Art history is the study of art and visual culture throughout history, including the study of art movements, artists, and the social and cultural context in which art was created. The historiography of visual culture is similar, but it also encompasses the study of non-artistic visual media, such as photography, film, and advertising. Both art history and the historiography of visual culture focus on understanding how visual media has been used to convey meaning and how it has been shaped by the cultural, social, and historical context in which it was created.
Data science, on the other hand, is the study of the collection, storage, analysis, and interpretation of data. This includes the use of statistical and computational methods to extract insights and make predictions from data. In recent years, data science has increasingly been applied to the study of art and visual culture. For example, researchers have used data science techniques to study art movements, identify patterns in artworks, and to analyze the styles of individual artists.
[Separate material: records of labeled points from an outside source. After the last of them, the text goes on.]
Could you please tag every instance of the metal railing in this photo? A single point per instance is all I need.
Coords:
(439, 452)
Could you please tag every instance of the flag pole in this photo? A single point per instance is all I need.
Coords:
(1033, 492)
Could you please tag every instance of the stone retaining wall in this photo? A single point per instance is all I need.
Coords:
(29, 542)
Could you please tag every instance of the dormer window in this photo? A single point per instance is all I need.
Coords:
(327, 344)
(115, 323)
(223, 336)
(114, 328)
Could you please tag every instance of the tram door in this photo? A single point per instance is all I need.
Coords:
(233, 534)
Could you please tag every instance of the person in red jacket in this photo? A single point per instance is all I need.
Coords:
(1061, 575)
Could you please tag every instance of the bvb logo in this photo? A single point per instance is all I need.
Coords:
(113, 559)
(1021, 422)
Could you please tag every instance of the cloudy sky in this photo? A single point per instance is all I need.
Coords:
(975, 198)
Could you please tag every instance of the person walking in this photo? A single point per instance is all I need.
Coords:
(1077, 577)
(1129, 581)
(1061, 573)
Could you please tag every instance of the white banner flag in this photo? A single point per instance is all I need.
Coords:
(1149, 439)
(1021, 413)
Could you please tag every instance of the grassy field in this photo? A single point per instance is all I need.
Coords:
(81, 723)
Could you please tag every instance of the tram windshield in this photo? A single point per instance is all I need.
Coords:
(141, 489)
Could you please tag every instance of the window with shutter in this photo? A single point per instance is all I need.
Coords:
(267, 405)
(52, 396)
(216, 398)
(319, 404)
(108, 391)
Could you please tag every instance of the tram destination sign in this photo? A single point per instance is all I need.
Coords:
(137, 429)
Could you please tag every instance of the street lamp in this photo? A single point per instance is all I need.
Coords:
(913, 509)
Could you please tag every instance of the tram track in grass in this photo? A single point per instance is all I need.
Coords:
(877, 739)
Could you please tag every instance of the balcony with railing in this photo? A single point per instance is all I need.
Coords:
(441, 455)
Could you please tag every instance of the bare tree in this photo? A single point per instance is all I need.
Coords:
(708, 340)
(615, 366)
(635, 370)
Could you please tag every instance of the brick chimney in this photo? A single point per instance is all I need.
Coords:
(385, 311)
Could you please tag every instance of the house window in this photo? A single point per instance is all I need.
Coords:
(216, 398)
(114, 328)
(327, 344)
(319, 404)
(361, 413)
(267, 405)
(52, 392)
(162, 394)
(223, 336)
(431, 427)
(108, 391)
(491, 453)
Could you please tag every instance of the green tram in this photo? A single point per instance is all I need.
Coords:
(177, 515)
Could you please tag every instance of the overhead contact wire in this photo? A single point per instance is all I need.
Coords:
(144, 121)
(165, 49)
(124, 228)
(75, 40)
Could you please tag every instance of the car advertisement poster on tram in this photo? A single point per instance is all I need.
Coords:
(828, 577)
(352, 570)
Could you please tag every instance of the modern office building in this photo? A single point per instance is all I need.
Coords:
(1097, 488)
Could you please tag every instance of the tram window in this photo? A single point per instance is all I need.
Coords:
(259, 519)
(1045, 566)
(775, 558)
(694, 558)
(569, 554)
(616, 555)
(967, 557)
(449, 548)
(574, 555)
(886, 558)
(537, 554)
One of the ways in which art history, the historiography of visual culture and data science are related is through the use of computational techniques to analyze and interpret visual data. For example, data scientists might use machine learning algorithms to classify artworks by style or to identify patterns in the way that artists use color. This can help art historians and other scholars to better understand the visual culture of the past and to identify patterns that would have been difficult to detect through more traditional research methods.
The use of data visualization techniques can also be used to present and analyze the information collected through art historical research. This can help to make the data more accessible and understandable to a wider audience.
Art history, the historiography of visual culture, and data science are related in the sense that they all deal with the understanding and interpretation of visual data, but they approach it from different angles and perspectives. Data science techniques and tools can be used to enhance the study and understanding of art and visual culture, and art historical research can provide context and meaning to the data generated by data science methods.